I have to be out of my apartment in less than 15 days, with still no place to currently move too. My new job, which I was liking...to a point, I can see that I am not going to last long at this job, though I will give it my all for as long as I can. The fact that a lot of people don't want to make that switch to solar, or even want to talk to me makes it even more difficult. I can understand since 1 of 4 qualify for it so they don't see the point or see it as a waste of time. Just talk to me as a person because I do have feelings damn it, plus this area has new houses that most are solar ready from the get go, so even if it's a "Now is the time" situation, getting someone to stop and talk is probably the hardest for me.

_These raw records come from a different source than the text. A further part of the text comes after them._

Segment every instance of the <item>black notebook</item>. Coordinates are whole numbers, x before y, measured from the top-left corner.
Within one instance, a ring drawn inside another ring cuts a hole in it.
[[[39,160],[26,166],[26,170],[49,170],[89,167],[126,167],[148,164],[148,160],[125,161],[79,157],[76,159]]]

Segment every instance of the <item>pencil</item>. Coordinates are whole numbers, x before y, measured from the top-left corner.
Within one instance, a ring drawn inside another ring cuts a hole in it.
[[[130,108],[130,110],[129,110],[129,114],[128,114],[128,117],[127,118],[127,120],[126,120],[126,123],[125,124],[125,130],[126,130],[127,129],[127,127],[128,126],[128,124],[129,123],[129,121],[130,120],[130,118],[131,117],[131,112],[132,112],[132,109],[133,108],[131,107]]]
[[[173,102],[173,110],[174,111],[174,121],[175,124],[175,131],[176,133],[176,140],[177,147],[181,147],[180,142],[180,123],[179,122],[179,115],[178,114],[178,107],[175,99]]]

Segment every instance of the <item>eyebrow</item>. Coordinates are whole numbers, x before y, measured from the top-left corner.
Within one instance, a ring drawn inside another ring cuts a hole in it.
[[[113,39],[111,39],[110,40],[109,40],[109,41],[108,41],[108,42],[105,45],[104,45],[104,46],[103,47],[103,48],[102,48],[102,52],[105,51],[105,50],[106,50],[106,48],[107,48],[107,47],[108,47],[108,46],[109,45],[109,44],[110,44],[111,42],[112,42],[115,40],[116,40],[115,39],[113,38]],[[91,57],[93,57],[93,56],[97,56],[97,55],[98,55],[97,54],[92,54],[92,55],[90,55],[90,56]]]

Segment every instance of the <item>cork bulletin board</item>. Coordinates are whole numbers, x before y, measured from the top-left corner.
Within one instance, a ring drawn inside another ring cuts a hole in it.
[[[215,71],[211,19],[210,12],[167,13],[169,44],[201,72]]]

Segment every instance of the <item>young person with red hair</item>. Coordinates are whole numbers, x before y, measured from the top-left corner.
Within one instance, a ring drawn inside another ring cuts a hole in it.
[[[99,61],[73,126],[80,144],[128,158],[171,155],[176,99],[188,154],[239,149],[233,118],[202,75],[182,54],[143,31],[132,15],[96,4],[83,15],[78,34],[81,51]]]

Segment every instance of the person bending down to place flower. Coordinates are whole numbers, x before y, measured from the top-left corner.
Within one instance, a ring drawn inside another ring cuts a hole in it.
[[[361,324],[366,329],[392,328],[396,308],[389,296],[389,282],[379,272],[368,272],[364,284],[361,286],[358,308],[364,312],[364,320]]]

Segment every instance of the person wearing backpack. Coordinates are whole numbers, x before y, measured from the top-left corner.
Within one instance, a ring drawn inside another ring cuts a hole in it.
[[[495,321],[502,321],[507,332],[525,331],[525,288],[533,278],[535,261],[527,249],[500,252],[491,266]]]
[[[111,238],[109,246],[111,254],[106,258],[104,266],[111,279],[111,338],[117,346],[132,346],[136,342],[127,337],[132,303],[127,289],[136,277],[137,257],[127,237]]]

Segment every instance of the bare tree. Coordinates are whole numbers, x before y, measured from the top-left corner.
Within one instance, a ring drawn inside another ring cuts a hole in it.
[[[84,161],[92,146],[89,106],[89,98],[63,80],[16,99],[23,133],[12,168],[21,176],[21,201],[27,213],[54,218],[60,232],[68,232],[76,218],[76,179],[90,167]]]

I don't know what to do besides say "I got this," tell myself to power through, and remind myself "It all works out in some way" but this morning at 5 AM the lingering thought hit me, "What if I can't, what if I don't find a place,what will I do, I need a back up plan which I am quickly running out of as time has gone on?" "What if all the applications come back and say you don't make enough or your rent is too high?" I mean literally by October 1st I need to have at least $800 for my first month of rent, and I am not even sure if I can get that much by than since my next pay day is the 20th and after that is the 5th. The new job pay days, just don't help, I rather go bi weekly rather than bi monthly.
*sighs* Maybe I am just venting, what has been in the back of mind all along. Maybe I am lazy, irresponsible, and lets add messy roommate on that list. It's time to go to do my job and stand on my feet for the next 7 hours, I expect my feet to hurt a lot, since I will be standing and not moving. Maybe I will manage to pull something, eventually the pitches will click, but for now it's just getting the answers I need.
anyways thanks for reading, I hope everyone has a great day, mine isn't feeling so great right now but I am trying to stay strong and positive.